40

1.5K 190 95
                                    

"Miu, apa kalian akan menginap di hotel?."

"Tidak, aku akan tinggal di apartemenku."

"Kenapa? Aku tinggal sendiri di apartemen milik ku, daripada membeli apartemen baru kenapa tidak menginap ditempatku saja?"

"Mew, ayo bicara diluar denganku sebentar!" Mild memberanikan diri untuk menarik bosnya keluar dari restoran Jepang tempat mereka berada sekarang, Mild sudah berusaha menahan diri, tapi jiwa ingin tahunya begitu meronta-ronta.

"Ada apa?" tanya Mew yang ditarik paksa oleh Mild.

"Siapa itu? Saudaramu? Kenapa dia menempel padamu?"

"Bukan, dia sekretaris di kantor cabang yang dipimpin oleh White." sahut Mew malas. Setelah Nonni melahirkan, White mengajukan surat pengunduran diri dengan alasan bahwa Nonni ingin agar mereka tinggal di kota kelahiran Nonni saja. Mew sangat menyayangkan keputusan White, karena White adalah pemimpin yang benar-benar dapat diandalkan. Itulah sebabnya Mew merekomendasikan agar White berkenan menjadi pemimpin di cabang yang baru dibangun di kota ini, itulah sebabnya ada banyak rapat di daftar antrian. Mew harus memegahkan cabang barunya.

"Sial! Kau jangan macam-macam, Mew. Apa mungkin bocah seperti itu adalah sekretaris? Jangan mengigau!"

"Mild," keluh Mew. "Wajahnya memang imut, tapi usianya sudah 25 tahun."

"Kau bermain api lagi? Nomor atas nama kantor, itu miliknya?"

"Tidak, Mild. Dia bawahanku dan bawahanmu juga, dia memang kekanakan. Jangan menganggapinya dengan serius." ucap Mew seraya berlalu meninggalkan Mild.

"Waw," ucap Mild seraya meringis. "Bulu kudukku merinding. Dewa segala dewa, mohon lindungi kami dari hal-hal buruk." ucap Mild sebelum menyusul Mew.

"Hai, Miu."

"Art, sudah memesan sesuatu?" tanya Mew.

Art menggeleng, "tidak akan pesan sebelum Miu memesan duluan."

"Hatcim!" Mew bersin tepat setelah Mild duduk, apa Mild membawa virus?

"Miu sakit?" tanya Art seraya memegang dahi Mew.
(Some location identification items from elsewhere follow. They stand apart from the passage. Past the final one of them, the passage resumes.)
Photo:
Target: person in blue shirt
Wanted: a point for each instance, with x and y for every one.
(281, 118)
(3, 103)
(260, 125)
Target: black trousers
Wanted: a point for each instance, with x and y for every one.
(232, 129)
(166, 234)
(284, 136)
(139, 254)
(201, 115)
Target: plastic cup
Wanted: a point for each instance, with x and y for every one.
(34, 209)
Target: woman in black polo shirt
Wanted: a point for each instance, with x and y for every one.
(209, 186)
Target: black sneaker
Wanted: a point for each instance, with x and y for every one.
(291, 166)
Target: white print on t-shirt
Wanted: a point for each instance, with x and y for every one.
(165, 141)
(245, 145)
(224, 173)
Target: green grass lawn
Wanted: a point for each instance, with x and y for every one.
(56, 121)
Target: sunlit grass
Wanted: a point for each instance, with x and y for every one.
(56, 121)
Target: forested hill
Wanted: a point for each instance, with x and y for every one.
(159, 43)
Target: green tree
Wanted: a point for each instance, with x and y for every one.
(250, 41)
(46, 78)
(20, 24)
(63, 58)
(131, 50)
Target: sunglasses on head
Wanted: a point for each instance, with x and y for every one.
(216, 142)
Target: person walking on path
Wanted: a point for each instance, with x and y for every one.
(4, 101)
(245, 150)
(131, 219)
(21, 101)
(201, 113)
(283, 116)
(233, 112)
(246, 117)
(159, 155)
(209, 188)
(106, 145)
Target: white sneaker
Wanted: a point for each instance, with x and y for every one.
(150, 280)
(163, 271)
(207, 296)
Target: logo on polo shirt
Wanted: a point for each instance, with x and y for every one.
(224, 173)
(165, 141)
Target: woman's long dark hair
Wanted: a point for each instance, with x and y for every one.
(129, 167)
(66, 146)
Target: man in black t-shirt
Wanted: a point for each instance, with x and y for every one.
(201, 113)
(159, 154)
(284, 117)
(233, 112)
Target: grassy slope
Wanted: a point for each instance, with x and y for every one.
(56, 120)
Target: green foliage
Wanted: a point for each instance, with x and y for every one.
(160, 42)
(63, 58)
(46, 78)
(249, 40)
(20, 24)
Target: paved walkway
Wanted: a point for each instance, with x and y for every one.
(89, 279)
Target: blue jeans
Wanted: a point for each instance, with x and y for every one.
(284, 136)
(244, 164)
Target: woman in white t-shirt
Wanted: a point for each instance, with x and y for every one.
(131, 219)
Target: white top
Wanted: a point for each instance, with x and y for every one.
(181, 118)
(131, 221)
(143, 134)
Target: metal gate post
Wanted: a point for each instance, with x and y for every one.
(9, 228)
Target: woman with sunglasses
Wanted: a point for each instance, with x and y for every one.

Mild sampai memalingkan wajah saking takut untuk melihat adegan dihadapannya. Bagi orang lain itu mungkin manis, tapi Mild membayangkan bagaimana Gulf akan mematahkan jari bocah itu. Jari yang telah lancang menyentuh sesuatu yang telah menjadi milik Gulf.

"Aku kehujanan kemarin, seharusnya aku langsung terkena flu saat itu juga. Kenapa flunya terlambat?" keluh Mew.

"Makanya, Miu harus segera mencari pasangan. Agar ada yang merawat saat sakit," ucap mulut bersih namun kotor itu.

Mild bahkan hampir pingsan mendengar ucapan manusia dihadapannya, apa Mew tidak bilang kalau dirinya memiliki pawang yang begitu mengerikan hingga pria kurang garuk itu berani menyuruh Mew mencari pasangan?

"Aku punya Alex, kau tau?" sahut Mew.

Mild tersenyum miring seraya menggeleng. Dari ucapan Mew, ini jelas bukan pertemuan pertama diantara keduanya.

"Iya, untuk itu Miu harus mencari ibu juga untuk Alex."

"Tapi Mew sudah punya Gulf," sela Mild. "Dia sangat tidak lajang, kau tidak bisa meminta seseorang yang sudah memiliki pasangan untuk mencari pasangan lagi."

Senyum diwajah Art memudar, "Gulf?" tanya Art seraya menatap wajah Mew.

"Iya, Gulf. Istriku," sahut Mew.

"Jadi kau benar-benar tidak memberitahunya bahwa kau sudah memiliki pendamping hidup?" tanya Mild yang masih tak percaya dengan tindakan Mew.

"Hey, nong. Lain kali, jika ingin menggoda seseorang perhatikan dulu jemarinya! Jika ada cincin di jari manis pada tangan kanan, berarti dia sudah menikah." sambung Mild pada Art.